Plaintiffs with DePuy ASR hip lawsuits pending in Maryland state court have requested that Alex Gorsky, Chief Executive Officer of Johnson & Johnson testify, Bernstein Liebhard LLP reports.* Plaintiffs in Jackson, et al. v. Chesapeake Orthopaedics, Inc. and DePuy Orthopaedics, Inc., (CAL10-32147), who have lawsuits pending in the Circuit Court of Prince George’s County, Maryland, recently noticed Alex Gorsky to sit for a deposition. According to court documents, plaintiffs argued that “Gorsky oversaw J&J subsidiaries (and co-defendants) DePuy Orthopeadics Inc. and DePuy International Ltd., and was directly involved in decision-making concerning the DePuy ASR device at the center of this suit.” Plaintiffs further argue that “As a result of Mr. Gorsky’s apparent role in the decision-making, testing, study, complaint investigation, continued sale, and subsequent recall of the DePuy ASR device, he has relevant knowledge regarding the subject matter of this litigation, the discovery of which is reasonably calculated to lead to the discovery of admissible evidence.” On September 5, 2012, Johnson & Johnson filed for a protective order and opposed the plaintiffs’ motion to compel Gorsky’s deposition. The Court has not scheduled a hearing or issued a decision as to whether Gorsky will testify. The case is set to go to trial in January 2013…
    September 21, 2012 | 12:03 PM

    Ahhhh,Johnson and Johnson the ‘baby care people’.

    Risperdal reproached!
    The same mealy-mouthing evasion played out with Eli Lilly Zyprexa scandal.
    The ‘man in charge’ during the Eli Lilly *viva Zyprexa* scandal was current Indiana governor Mitch Daniels.
    The ‘atypical’ antipsychotics-Risperdal,Zyprexa,Seroquel… are essentially reformulated 50 year old Thorazine at 10-30 x’s the price.Zyprexa was hailed as, ‘the most successful drug in the history of neuroscience’.
    How can that be legitimate as the conditions the drugs are approved for are only 1% of the population?
    Zyprexa especially was ‘pushed’ off-label and made Eli Lilly $67 billion to date.
    –Daniel Haszard ‘tell the truth don’t be afraid’ http://www.zyprexa-victims.com

    September 21, 2012 | 5:08 PM

    J and J started the off label marketing as soon as Risperdal was approved.
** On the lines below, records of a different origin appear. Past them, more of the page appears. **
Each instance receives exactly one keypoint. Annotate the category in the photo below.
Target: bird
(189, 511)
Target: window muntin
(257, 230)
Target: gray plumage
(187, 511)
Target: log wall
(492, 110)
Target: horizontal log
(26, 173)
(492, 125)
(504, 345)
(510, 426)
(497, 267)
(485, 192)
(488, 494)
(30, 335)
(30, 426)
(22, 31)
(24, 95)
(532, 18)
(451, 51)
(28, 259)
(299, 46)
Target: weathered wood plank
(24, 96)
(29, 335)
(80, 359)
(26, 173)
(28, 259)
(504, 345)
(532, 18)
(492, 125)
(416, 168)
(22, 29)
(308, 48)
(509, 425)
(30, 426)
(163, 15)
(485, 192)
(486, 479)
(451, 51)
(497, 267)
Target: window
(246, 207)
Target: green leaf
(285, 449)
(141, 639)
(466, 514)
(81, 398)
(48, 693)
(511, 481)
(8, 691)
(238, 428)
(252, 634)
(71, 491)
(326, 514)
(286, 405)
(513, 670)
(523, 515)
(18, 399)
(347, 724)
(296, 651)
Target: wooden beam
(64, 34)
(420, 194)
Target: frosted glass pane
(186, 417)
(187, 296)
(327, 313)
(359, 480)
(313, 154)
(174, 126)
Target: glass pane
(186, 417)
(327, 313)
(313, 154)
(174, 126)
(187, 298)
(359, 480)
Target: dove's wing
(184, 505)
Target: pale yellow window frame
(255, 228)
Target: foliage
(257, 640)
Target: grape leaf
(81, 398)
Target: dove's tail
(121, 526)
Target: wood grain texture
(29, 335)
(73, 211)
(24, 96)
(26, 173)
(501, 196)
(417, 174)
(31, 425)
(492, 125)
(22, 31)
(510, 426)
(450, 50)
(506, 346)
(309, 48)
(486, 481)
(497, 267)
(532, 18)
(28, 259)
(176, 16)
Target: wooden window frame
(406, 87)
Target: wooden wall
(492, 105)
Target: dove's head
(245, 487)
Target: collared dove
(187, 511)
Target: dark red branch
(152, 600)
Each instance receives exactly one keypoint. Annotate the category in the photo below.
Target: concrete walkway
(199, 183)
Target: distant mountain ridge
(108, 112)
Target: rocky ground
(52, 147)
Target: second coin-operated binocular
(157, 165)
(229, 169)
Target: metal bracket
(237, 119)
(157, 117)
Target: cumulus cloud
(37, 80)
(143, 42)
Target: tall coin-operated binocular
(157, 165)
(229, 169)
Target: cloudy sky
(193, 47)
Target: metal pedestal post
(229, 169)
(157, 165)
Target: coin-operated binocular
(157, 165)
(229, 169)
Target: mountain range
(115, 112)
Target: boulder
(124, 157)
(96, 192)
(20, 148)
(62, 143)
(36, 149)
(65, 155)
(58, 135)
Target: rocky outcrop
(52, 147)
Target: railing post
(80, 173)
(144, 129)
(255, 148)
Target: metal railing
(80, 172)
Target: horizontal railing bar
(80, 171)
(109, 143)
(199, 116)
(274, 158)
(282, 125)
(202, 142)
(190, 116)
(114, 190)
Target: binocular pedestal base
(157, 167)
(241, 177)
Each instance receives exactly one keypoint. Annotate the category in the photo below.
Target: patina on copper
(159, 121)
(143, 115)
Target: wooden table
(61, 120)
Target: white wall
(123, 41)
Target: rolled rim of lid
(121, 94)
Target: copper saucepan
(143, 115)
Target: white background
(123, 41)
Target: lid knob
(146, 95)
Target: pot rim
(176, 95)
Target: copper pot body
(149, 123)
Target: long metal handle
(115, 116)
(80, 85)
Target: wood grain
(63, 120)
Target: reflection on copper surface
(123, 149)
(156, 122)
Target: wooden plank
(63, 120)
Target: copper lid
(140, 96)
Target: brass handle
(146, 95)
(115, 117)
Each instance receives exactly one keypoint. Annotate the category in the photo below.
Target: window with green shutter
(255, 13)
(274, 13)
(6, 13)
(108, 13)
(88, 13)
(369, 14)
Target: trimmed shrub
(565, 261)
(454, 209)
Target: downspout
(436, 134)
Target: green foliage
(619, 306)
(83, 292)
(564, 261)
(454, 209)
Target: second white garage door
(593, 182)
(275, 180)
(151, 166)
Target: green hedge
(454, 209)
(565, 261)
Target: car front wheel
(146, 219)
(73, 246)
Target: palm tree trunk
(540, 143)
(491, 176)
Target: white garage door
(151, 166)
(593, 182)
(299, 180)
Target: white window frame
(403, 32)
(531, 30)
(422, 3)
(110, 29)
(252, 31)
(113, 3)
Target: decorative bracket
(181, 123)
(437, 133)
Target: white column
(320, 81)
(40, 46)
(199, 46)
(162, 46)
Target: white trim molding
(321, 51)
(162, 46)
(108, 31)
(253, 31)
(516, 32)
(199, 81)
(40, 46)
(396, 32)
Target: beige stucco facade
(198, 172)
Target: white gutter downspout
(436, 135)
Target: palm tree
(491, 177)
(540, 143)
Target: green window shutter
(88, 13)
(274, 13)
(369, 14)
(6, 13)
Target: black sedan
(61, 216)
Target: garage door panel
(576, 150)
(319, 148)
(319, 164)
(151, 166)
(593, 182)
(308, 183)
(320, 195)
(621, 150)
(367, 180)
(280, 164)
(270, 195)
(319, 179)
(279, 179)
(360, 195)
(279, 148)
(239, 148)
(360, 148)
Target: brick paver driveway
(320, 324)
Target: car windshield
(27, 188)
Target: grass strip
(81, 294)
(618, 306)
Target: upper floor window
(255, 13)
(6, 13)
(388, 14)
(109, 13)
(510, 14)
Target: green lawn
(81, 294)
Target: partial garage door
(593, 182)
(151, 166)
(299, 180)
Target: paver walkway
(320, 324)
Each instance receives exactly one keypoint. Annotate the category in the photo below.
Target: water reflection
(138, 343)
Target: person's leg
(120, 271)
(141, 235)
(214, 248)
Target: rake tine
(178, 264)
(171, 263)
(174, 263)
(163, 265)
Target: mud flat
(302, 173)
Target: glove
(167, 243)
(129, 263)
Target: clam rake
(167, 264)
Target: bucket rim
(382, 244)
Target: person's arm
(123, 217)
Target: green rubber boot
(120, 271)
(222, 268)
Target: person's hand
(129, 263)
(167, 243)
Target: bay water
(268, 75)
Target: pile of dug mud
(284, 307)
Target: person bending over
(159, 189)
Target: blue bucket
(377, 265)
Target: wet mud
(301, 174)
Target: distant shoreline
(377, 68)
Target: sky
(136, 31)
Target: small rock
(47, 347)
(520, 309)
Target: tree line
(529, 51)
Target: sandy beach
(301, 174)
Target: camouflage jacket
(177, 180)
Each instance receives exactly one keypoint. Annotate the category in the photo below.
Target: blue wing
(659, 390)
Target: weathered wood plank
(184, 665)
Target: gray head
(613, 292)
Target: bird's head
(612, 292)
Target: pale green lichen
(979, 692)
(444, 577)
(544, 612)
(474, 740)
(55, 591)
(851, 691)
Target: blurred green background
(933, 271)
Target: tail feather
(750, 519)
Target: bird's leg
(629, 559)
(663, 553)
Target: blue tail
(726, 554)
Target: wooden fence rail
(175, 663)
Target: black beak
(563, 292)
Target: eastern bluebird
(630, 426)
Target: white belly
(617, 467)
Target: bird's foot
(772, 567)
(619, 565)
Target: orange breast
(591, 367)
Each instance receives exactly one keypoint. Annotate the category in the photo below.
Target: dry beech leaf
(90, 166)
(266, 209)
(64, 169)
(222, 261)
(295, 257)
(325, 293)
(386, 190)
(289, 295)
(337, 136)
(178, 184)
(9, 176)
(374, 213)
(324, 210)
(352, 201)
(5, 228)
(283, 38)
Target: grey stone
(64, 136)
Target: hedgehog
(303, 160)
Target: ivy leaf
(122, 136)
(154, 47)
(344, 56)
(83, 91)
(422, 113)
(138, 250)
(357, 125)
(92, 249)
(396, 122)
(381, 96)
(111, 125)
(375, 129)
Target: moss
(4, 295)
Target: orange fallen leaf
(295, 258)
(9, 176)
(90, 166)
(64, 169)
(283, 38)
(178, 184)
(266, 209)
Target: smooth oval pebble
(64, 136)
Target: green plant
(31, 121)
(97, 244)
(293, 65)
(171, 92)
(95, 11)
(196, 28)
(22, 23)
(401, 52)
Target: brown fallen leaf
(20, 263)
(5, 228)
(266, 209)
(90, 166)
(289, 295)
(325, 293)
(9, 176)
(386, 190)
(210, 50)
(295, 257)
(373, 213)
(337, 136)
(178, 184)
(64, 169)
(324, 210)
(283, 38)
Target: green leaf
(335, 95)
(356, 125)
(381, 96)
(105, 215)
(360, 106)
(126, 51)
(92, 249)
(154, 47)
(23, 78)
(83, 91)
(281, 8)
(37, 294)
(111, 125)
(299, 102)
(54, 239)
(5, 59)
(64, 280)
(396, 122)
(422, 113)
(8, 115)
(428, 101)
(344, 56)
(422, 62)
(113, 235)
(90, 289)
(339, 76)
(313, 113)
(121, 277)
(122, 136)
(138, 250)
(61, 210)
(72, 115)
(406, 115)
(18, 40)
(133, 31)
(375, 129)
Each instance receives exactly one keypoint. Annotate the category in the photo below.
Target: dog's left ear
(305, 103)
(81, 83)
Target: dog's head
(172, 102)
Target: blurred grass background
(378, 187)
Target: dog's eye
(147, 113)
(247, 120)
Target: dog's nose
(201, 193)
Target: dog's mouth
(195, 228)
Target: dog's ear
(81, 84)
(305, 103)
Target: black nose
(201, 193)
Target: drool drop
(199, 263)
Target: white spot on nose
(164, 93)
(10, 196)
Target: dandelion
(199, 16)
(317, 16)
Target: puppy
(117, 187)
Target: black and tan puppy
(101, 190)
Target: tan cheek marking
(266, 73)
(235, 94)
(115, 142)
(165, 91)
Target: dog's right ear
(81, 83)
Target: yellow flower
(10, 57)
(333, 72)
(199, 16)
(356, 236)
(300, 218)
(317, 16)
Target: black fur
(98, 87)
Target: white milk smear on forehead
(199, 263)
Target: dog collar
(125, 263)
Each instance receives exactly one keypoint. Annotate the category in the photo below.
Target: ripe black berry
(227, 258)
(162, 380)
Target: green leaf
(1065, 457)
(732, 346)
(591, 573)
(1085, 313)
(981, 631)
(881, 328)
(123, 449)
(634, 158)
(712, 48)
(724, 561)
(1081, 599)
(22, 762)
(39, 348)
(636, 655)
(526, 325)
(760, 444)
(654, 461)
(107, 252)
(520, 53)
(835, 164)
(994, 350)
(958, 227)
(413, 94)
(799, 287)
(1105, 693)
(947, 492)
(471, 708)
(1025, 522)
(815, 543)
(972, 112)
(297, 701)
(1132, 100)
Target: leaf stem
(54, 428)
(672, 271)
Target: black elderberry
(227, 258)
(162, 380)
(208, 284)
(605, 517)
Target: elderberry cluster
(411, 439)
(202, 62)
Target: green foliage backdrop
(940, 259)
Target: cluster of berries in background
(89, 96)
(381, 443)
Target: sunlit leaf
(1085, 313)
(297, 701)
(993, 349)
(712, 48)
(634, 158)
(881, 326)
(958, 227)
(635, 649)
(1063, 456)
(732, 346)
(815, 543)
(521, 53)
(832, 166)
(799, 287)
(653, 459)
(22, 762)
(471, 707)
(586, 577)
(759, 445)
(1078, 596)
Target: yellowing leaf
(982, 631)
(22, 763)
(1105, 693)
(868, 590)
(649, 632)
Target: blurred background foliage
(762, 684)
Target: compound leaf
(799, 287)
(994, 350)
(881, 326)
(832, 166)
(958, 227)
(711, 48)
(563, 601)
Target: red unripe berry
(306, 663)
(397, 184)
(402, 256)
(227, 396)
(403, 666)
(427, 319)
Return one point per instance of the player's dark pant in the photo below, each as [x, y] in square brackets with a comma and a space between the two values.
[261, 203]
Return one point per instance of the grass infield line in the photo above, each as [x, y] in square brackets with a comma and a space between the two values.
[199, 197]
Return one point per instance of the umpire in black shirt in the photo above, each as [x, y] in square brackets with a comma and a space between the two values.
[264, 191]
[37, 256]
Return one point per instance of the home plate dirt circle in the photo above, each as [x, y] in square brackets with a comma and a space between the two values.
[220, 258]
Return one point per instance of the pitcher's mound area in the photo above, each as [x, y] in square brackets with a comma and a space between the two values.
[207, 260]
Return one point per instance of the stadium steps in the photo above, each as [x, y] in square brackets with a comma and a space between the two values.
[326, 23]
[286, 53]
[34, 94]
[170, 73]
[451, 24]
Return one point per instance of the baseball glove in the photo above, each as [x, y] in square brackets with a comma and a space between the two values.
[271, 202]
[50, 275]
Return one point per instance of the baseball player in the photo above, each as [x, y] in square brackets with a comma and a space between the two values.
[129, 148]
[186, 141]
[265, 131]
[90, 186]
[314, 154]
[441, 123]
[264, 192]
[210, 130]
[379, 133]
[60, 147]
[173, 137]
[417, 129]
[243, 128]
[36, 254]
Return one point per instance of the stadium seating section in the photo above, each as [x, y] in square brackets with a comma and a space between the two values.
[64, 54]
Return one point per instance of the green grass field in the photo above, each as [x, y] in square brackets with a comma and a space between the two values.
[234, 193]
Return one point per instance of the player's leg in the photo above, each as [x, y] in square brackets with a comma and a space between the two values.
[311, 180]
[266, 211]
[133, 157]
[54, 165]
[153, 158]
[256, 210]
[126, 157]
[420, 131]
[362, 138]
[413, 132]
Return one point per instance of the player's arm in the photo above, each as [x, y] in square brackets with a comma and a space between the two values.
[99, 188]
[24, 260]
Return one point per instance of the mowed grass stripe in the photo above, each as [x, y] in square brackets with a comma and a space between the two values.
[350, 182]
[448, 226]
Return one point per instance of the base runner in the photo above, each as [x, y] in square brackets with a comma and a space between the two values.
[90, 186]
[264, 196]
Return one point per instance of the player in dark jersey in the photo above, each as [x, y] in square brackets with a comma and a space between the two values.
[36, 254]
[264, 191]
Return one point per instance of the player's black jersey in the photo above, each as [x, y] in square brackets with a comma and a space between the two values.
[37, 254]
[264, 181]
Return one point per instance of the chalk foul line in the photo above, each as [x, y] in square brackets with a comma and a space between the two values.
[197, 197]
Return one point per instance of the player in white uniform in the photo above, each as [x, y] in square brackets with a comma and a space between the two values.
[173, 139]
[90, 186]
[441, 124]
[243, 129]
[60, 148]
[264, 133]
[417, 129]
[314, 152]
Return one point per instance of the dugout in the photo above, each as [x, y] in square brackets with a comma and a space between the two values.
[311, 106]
    September 21, 2012 | 8:00 PM

    It also something the doctor who prescribed it should have been aware of it, as well. Psychiatrists should be held responsible for the drugs they prescribe and for monitoring and reporting negative effects.

    September 23, 2012 | 9:28 PM

    One wonders what rationalizations those local psychiatrists made to keep their male patients on Risperdal when they saw them growing breasts. Probably shrugged and said it hadn’t been reported as an adverse effect.

    When are we going to admit these drugs are hormonal disruptors?